Study Shows Placing Relative with Dementia into Long-Term Care Facility Does Little to Ease the Emotional Burden of Caregivers
A new study shows that caregivers of dementia patients who must
make the difficult decision to place their relatives into institutionalized
care get no relief from depression and anxiety, and in fact suffer
additional emotional trauma following their decision . The study,
funded by the National Institute of Nursing Research and the National
Institute on Aging, part of the National Institutes of Health, appears
in the August 25, 2004 issue of the Journal of the American Medical
The four year investigation, which was coordinated by the University
of Pittsburgh School of Medicine and led by Richard Schulz, Ph.D.,
Director of the Center for Social and Urban Research at Pitt, determined
that clinical intervention may greatly benefit caregivers by helping
them to prepare for the placement of their relatives and by treating
their depression and anxiety during the placement process.
This is the first study to provide a comprehensive analysis of
the emotional turmoil caregivers experience during the transition
of their loved one from home to a long-term care facility, according
to Dr. Schulz. The investigators looked at a number of factors including
the conditions that led to placement, the nature of contact between
the caregivers and their relatives after institutionalization, and
the impact of these factors on health outcomes among caregivers
following the placement.
Participants of the study were recruited from six U.S. sites and
included 1,222 caregiver-patient pairs.
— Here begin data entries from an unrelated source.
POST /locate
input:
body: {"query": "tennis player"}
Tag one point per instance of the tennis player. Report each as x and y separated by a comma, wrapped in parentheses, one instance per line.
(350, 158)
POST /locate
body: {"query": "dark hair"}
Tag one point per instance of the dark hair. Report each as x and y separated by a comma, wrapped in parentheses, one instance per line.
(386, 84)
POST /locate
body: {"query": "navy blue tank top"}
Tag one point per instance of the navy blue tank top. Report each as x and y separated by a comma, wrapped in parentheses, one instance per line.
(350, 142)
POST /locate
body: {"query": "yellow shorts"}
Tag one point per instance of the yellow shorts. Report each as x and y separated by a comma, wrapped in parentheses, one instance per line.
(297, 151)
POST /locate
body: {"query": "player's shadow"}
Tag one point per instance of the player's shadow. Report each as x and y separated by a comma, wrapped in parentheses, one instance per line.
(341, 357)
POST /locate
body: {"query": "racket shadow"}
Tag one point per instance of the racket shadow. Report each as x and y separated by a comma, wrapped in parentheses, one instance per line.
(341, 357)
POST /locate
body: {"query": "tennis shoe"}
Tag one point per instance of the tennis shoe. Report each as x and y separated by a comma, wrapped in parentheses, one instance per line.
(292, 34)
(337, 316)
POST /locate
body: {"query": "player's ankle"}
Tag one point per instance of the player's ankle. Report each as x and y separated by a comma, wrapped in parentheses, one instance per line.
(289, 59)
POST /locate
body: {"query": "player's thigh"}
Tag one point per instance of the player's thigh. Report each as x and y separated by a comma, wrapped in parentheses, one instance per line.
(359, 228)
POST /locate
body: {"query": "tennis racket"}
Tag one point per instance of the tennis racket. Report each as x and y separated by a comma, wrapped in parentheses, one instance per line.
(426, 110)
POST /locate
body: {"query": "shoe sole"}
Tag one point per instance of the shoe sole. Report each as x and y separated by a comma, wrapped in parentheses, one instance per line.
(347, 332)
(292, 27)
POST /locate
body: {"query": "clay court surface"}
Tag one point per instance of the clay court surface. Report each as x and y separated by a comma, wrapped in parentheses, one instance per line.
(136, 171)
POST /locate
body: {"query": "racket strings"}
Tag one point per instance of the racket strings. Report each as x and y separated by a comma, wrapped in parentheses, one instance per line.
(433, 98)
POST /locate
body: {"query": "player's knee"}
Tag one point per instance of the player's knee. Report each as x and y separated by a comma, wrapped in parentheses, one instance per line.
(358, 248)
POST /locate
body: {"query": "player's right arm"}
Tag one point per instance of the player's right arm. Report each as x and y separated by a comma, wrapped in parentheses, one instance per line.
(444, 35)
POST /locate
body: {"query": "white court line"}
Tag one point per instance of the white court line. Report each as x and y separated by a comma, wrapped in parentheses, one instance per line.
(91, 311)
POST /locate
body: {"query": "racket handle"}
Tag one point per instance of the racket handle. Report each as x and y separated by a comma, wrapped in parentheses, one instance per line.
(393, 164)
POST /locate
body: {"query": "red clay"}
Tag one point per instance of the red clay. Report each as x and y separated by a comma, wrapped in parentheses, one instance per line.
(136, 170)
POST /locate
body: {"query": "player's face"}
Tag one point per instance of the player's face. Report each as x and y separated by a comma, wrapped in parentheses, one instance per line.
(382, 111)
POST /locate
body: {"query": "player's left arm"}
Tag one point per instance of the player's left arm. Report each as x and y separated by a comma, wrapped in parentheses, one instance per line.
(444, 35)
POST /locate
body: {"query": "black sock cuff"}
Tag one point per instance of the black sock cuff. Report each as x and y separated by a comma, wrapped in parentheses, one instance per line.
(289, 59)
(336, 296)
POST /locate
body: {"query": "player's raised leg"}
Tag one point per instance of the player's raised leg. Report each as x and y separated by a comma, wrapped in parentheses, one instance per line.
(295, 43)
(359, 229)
For the 180 caregivers who
had to turn over care of their loved one to an institution, symptoms
of depression and anxiety stayed as high as when they were in-home
caregivers. These findings stand in sharp contrast to earlier findings
reported by Schulz and his group showing that death of a loved one
after care giving results in improvement in depression.
“Caregivers who place their loved ones in an institution do
not get the sense of relief or experience the closure observed among
caregivers whose loved ones pass away,” said Dr. Schulz. “They
continue to feel distressed because of the suffering and decline
of their loved one as well as having to face new challenges such
as frequent trips to the long-term facility, reduced control over
the care provided their relative, and taking on responsibilities
such as coordinating and monitoring care,” he added.
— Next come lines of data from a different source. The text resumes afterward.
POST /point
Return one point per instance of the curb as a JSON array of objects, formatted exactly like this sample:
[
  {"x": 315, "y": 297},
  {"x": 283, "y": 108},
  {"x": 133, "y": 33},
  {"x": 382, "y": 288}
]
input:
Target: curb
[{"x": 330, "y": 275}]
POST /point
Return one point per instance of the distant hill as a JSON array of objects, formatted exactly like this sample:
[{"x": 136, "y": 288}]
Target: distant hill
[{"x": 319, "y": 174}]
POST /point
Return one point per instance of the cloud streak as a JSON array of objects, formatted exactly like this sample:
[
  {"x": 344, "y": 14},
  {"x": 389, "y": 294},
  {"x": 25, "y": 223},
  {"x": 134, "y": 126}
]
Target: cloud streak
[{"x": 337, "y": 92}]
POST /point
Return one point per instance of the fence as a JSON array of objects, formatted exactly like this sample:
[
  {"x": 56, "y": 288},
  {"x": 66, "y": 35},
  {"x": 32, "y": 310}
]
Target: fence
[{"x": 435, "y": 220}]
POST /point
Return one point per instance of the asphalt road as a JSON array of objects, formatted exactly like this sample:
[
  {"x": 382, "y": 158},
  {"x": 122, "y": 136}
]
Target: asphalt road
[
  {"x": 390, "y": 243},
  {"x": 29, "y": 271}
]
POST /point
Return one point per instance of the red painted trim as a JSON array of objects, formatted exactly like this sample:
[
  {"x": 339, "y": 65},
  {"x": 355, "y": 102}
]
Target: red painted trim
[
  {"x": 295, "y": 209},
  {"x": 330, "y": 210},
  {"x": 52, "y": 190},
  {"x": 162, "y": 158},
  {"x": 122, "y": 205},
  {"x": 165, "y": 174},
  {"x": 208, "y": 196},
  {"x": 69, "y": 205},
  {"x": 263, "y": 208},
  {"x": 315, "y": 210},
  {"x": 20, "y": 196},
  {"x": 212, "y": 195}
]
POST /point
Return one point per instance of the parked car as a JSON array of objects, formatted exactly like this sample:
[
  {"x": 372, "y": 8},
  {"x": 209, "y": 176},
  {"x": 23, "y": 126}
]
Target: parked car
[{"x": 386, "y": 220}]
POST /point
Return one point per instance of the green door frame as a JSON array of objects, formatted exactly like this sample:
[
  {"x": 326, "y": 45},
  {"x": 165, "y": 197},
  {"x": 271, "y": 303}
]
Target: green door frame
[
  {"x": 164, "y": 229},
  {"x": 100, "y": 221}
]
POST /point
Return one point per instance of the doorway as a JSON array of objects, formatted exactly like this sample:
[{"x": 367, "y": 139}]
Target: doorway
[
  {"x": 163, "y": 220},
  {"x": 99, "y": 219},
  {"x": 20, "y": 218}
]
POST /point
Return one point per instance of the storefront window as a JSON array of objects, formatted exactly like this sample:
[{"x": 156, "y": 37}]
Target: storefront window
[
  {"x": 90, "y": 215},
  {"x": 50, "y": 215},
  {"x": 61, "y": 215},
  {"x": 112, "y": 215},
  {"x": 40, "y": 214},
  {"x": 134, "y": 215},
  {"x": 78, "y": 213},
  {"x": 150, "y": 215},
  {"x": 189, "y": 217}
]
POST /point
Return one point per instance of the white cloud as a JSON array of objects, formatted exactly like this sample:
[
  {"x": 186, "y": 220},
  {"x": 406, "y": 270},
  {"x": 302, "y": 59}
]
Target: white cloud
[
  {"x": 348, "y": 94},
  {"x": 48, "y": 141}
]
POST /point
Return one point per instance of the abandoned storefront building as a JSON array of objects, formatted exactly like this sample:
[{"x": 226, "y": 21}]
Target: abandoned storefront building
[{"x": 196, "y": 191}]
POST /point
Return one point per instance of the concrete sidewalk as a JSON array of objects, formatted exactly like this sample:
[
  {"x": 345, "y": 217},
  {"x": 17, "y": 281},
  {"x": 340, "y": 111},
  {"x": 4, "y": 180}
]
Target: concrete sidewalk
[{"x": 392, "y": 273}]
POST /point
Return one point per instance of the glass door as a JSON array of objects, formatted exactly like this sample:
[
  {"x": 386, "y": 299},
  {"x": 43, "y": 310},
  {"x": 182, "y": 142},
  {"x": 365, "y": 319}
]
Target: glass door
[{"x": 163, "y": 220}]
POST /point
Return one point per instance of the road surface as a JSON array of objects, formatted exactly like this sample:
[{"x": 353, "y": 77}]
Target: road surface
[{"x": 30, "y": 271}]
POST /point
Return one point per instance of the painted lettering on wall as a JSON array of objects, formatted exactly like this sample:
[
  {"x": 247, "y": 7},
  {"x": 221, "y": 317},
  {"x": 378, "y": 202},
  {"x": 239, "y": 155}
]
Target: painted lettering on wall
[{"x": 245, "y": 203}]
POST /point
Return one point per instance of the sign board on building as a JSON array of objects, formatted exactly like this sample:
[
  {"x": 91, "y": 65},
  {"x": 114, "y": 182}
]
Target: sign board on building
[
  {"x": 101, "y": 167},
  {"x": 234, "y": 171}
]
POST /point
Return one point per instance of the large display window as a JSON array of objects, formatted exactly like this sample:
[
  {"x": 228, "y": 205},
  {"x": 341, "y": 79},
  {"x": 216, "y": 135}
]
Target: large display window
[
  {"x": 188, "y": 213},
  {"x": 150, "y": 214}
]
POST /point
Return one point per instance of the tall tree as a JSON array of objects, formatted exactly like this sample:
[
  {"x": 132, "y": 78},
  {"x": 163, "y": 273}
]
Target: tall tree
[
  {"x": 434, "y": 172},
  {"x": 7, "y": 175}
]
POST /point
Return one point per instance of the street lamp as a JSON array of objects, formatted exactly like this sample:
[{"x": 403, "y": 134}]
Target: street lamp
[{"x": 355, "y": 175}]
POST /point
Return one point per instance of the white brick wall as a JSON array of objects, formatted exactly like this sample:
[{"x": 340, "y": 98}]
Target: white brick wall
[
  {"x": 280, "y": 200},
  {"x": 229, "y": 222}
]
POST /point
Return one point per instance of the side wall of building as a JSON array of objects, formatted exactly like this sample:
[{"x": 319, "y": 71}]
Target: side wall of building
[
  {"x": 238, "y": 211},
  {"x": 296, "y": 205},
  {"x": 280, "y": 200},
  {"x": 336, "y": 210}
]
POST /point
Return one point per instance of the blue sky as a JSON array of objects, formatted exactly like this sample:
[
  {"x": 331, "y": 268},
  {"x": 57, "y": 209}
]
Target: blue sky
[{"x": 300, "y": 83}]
According to Dr. Schulz, “cognitive and functional declines
are common in patients who go into long-term care, and caregivers
often blame themselves for this decline and question their decision
to institutionalize their loved one.”
Caregivers who were married to the patient and those who visited
most frequently had the most difficult transition. Spouses reported
higher levels of depression both before and after placement and
more anxiety after placement than their non-spouse counterparts.
Almost half of the caregivers in the study visited the patient daily
and continued to provide some form of physical care during their
The study recommends that spouses, caregivers who remain actively
involved with the care recipient, caregivers who have high levels
of depression, and those who lack adequate support from others should
receive interventions. “We need to help caregivers who place
their relatives, said Dr. Schulz.. “We need to treat their
emotional distress, educate them about the nature of long-term care
facilities and their impact on patient functioning, engage them
in end-of-life planning, and prepare them for the eventual death
of their loved one,” he added.
The patients in this study were all diagnosed with moderate to
severe Alzheimer’s disease and had a median age of 80 years.
Caregivers were mostly female with a median age of 63 years. The
sample was 56 percent white, 24.2 percent African American, and
19 percent Hispanic; most were spouses or children.
The researchers found that African American and Hispanic caregivers
were less likely to place their relative in a facility than whites;
caregivers reporting greater burden were more likely to place their
loved one in long-term care; caregivers who reported that their
care giving experience made them feel useful and important were
less likely to place their relative in a facility.
“The findings of Dr. Schulz and his associates are particularly
relevant as Americans live longer and the number of families faced
with placing their loved ones into institutional care grows,”
said NINR Director Patricia A. Grady, PhD, RN, FAAN.. “Knowing
that these caregivers are vulnerable to ongoing depression and anxiety
following such a placement, health professionals can make a difference
in these people’s wellbeing by helping them with their emotional
distress, and by helping them prepare for and deal with these often
difficult transitions,” Dr. Grady added.